1989 GMC van. What causes the front disk brakes not to release completely after taking you foot off? The dragging is causing a lot of heat and touching the disk will burn your skin. Other than reduced mileage is this dangerous, will it cause bearing problems? The brakes do work fine? What is the fix?
A very short list:
-sticking caliper
-brake flex line rotten on inside
-crimped hardline
-bad proportioning valve
-ABS module problem
-master cylinder problem
-caliper bracket misalignment
-caliper slider sticking
Is this dangerous? Yes, the brake will eventually fail . . . maybe no brakes or maybe freeze stuck. The brakes DO NOT work fine . . . you are driving a dangerous vehicle. Forget the bearing issue . . . find a rebuilt caliper (loaded) and change BOTH sides, bleed your brakes, and post back. Busted has posted several other problems which might be the cause . . . my bet is on the caliper. Rocketman
“Other than reduced mileage” - mileage will be significantly reduced, not great in big van already.
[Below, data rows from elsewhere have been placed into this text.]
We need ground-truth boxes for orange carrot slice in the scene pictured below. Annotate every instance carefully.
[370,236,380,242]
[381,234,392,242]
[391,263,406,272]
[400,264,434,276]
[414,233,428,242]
“is this dangerous?” Yes, very! Hot brakes will fade. This means when you need to stop your big car it won’t.
“will it cause bearing problems?” Probably. Hot brakes mean hot wheels which means hot bearings which means thinned out grease. Heat and lack of grease is what burns out bearings.
“The brakes do work fine?” Is this a question? The brakes will stop you, but they will not perform well in emergency situations and will not do well going down long hills.
“What is the fix?” Get the brakes examined to find the real problem. The calipers are not releasing the pads off the disks. Could be dirt in calipers and one or several of the items listed by BustedKnuckles above. At the least you are going to need new pads, likely new rotors, and rebuilt calipers and that’s if it is a relatively simple problem. You probably just need a good brake job on the front wheels, and get the rear drums checked out too.
The caliper piston seals promotes piston retraction,weakness here can be the cause of the piston not retracting that little bit it needs to.
I would make sure everything external is cleaned and lubed (cost you only time). Replacement parts would be the rubber hoses,two calipers,and a brake fluid flush(suck all the fluid you can out of the resivoir with turkey baster, refill and let calipers gravity bleed). Dont push any dirty fluid back into the system when you have to push the piston back a little,open the bleeder.
I call any brake concern “dangerous” because I want people to take system problems seriously. Extreme condition,melt the bearing grease.
It does sound like you still have the option of simply re-using your rotors and pads. How about taking this oppourtunity to do a full bearing repack (clean out all the old grease in the rotor hub) and make sure the rears are adjusted fully,whens the last time you checked them?